There is a species of Australian chuckle. It’s a syrypy obscenity. The chuckle that accompanies every word when a topic might be veering off the weather into treacherous waters. Think of Peter Russell Clarke (no offense intended but his chuckle is the gold standard only to be followed by Don Burke’s). The chuckle is full of a suffocating matey vigour and indeed its cousin much loved by news readers and public service announcements made in airports is the voice with a lot of smile in it. You hear it, the uncalled for artifice of the tone and you just know in your bones that you are dealing with an hysteric just trying to keeps things nice. You know that that aint a chuckle or a smile it’s a warning ‘Don’t Go There (cunt).’ This play puts the chuckle under the knife.
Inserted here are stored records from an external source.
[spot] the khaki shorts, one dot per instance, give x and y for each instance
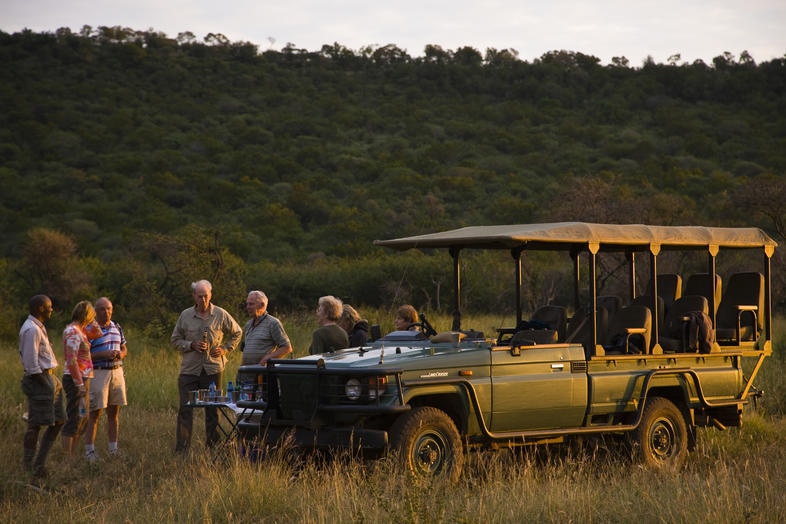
(108, 388)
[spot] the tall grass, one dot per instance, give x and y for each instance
(734, 476)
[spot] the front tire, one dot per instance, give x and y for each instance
(662, 437)
(428, 444)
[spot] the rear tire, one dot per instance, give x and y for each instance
(662, 437)
(428, 444)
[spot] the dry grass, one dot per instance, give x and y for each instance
(733, 476)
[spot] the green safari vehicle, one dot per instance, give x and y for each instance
(652, 366)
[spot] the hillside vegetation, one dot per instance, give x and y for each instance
(132, 163)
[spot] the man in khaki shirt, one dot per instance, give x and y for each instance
(204, 334)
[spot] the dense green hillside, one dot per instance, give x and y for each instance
(152, 161)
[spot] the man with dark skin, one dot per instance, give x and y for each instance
(44, 391)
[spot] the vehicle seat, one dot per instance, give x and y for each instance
(701, 284)
(630, 330)
(740, 314)
(612, 303)
(554, 318)
(673, 337)
(580, 328)
(646, 301)
(669, 288)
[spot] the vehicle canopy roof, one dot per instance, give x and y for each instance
(567, 235)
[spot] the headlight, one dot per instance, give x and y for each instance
(352, 389)
(377, 386)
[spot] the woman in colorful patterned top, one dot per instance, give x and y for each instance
(78, 371)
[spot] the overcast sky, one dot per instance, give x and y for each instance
(604, 28)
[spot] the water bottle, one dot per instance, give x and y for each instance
(247, 391)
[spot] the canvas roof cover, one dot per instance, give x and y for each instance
(564, 235)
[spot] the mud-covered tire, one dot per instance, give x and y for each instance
(428, 444)
(661, 440)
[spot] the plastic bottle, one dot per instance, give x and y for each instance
(247, 391)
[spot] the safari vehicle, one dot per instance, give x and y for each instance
(631, 371)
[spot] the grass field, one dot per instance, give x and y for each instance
(734, 476)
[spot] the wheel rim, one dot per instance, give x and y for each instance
(662, 439)
(429, 453)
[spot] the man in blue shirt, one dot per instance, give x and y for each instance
(109, 386)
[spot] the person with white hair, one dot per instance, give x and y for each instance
(204, 334)
(329, 336)
(263, 335)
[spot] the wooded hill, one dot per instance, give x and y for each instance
(133, 163)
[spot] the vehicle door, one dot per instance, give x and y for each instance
(538, 387)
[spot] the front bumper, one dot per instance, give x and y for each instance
(352, 438)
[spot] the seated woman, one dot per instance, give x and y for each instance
(406, 316)
(356, 327)
(329, 337)
(406, 325)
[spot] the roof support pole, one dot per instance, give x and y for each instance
(576, 279)
(768, 252)
(656, 349)
(454, 253)
(593, 250)
(516, 254)
(713, 251)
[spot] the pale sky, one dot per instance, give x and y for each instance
(604, 28)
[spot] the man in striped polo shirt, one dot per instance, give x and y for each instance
(108, 389)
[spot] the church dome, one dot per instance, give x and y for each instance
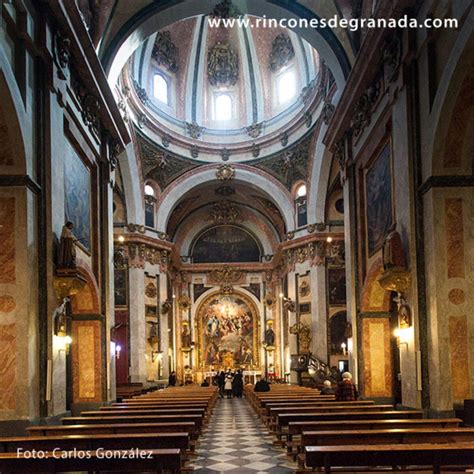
(211, 93)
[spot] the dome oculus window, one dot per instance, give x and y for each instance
(223, 107)
(286, 86)
(160, 88)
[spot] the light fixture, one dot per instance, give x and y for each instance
(66, 343)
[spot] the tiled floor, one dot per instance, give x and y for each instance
(237, 442)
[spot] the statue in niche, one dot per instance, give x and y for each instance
(67, 248)
(186, 337)
(393, 252)
(269, 335)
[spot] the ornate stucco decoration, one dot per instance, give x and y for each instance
(290, 165)
(255, 130)
(165, 52)
(225, 173)
(225, 275)
(62, 54)
(194, 130)
(303, 332)
(282, 52)
(392, 56)
(308, 91)
(222, 65)
(225, 9)
(150, 290)
(159, 164)
(224, 212)
(327, 112)
(141, 92)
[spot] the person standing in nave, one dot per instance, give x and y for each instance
(346, 390)
(172, 379)
(228, 385)
(67, 248)
(238, 385)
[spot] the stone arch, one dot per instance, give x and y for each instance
(158, 15)
(258, 180)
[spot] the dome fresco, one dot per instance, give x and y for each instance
(201, 87)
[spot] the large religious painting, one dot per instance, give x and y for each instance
(225, 243)
(228, 332)
(77, 190)
(378, 185)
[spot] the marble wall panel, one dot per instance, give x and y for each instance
(8, 367)
(459, 349)
(377, 357)
(86, 361)
(7, 240)
(454, 237)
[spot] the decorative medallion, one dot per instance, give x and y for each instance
(284, 138)
(150, 290)
(225, 173)
(225, 154)
(225, 191)
(194, 151)
(184, 302)
(165, 52)
(225, 9)
(194, 130)
(224, 212)
(255, 150)
(282, 52)
(222, 65)
(255, 129)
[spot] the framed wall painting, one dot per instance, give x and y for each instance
(379, 198)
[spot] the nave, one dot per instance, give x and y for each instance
(236, 441)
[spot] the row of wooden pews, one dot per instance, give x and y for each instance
(154, 432)
(324, 433)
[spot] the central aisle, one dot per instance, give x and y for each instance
(237, 442)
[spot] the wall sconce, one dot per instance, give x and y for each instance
(66, 341)
(402, 335)
(344, 347)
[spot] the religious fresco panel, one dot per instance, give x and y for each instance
(77, 185)
(228, 332)
(378, 188)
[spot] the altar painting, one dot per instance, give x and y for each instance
(228, 329)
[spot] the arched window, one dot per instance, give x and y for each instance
(223, 107)
(286, 86)
(149, 206)
(160, 88)
(301, 206)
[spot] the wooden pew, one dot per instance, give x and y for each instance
(284, 419)
(80, 420)
(295, 428)
(156, 460)
(388, 436)
(419, 455)
(118, 428)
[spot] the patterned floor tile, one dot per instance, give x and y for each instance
(236, 442)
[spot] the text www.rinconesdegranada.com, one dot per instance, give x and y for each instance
(352, 24)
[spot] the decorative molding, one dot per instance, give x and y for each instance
(224, 212)
(222, 65)
(165, 52)
(225, 173)
(255, 129)
(194, 130)
(282, 52)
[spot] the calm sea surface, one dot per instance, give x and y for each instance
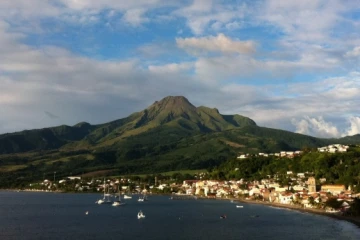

I thought that Katz’s play was such a beautiful dissection of a particularly Australian manifestation of an existential constant, the challenge of navigating the demands of social conformity while maintaining authenticity. That last statement is so leaden because it’s a lot more dynamic for the fish is in the water and the water is in the fish. Even the scene changes had it, those brilliant strips of fluro blue split the space like a migraine.

I can see how the whimsy of the piece was evidently for many a failing strategy though for me I thought its application was if not ironic then certainly cautionary. Alice is not the heroine of this little community but a result of it, a weird diamond forged by the pressure of denial. To take her place she sniffs, she chews, she touches, she cuddles, she breeds, she embraces and revels in an animal spontanaiety (so why would barnacles shock, wouldn’t they thrill?). She doesn’t ask for an account, she doesn’t seek to explain, she seems to have made a blissful peace with ‘Don’t Go There.’ Even if it means she doesn't seem to think.

I thought the play and the production was tops. Still chewing it over.

Theatre Queen

Alison Croggon said...

Hi TQ - thanks so much for that. I will say that things can move considerably from the opening night of a play to the final night; to the extent where I sometimes think that opening nights are the worst possible time to review a production. But I'm glad you enjoyed the play.